Meet the Other Phone. A phone that grows with your child.

Meet the Other Phone.
A phone that grows with your child.

Buy now

Please or to access all these features

Relationships

Mumsnet has not checked the qualifications of anyone posting here. If you need help urgently or expert advice, please see our domestic violence webguide and/or relationships webguide. Many Mumsnetters experiencing domestic abuse have found this thread helpful: Listen up, everybody

New man & facebook

60 replies

Sparksflying · 15/08/2021 16:17

I started seeing someone a few weeks ago. He was a friend from many years ago so definitely not a stranger. I just said something about adding him as a friend on Facebook and he wasn’t keen on the idea. He’s still has his ex on there and is still good friends with her (they chat and meet sometimes) and his friendship didn’t bother me at all. Just feels a bit strange that he’s not comfortable adding me. Probably sounds a bit silly but I’m quite wary with new relationships.

OP posts:
Feelingoktoday · 15/08/2021 16:18

Far too soon. I only add good friends to GB not someone I’ve dated for a little while.

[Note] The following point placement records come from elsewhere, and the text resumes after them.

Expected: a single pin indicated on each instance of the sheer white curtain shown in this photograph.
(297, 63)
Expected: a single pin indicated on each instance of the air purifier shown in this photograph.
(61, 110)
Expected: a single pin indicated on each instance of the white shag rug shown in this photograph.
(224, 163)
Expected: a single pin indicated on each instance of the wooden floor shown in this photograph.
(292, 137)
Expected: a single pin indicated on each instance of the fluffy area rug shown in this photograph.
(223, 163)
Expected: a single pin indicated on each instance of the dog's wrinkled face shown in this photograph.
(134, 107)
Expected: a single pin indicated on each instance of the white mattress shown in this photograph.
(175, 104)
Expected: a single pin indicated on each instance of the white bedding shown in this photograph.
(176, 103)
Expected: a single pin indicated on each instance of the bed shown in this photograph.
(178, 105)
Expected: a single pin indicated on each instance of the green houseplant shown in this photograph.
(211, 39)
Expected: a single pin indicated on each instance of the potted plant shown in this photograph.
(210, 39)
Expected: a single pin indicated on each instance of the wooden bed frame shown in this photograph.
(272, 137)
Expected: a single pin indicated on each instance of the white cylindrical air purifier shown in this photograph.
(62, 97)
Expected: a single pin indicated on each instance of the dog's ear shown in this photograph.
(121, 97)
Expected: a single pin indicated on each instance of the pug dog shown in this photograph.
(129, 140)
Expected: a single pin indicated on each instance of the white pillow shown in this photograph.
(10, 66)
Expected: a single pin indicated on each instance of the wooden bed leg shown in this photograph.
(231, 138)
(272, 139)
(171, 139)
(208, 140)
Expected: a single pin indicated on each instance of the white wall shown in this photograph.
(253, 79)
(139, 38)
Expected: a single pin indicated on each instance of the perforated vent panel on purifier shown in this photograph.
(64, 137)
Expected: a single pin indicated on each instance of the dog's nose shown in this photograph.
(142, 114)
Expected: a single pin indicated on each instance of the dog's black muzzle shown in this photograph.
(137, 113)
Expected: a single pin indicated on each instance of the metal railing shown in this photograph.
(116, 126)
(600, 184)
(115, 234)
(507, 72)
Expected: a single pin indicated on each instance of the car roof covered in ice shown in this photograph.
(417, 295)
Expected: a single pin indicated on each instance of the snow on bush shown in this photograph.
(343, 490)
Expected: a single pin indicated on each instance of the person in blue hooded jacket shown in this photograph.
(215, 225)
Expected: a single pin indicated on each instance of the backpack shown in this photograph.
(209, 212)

category12 · 15/08/2021 16:22

Depends - does he have a massive friends list or a small one?

Sparksflying · 15/08/2021 16:24

@category12 I’d say small to medium.

OP posts:
Sparksflying · 15/08/2021 18:02

Bump

OP posts:
namechangeandNC · 15/08/2021 18:05

I don't even have my DH on fb. It isn't a part of our lives. I've not used it for goodness knows how long and him for even longer.

Hulalucy · 15/08/2021 18:07

@Sparksflying that would be a red flag to me.

RevolvingPivot · 15/08/2021 18:09

I think you should have added him without asking. But yes I'd want to be added to it to find out more about him.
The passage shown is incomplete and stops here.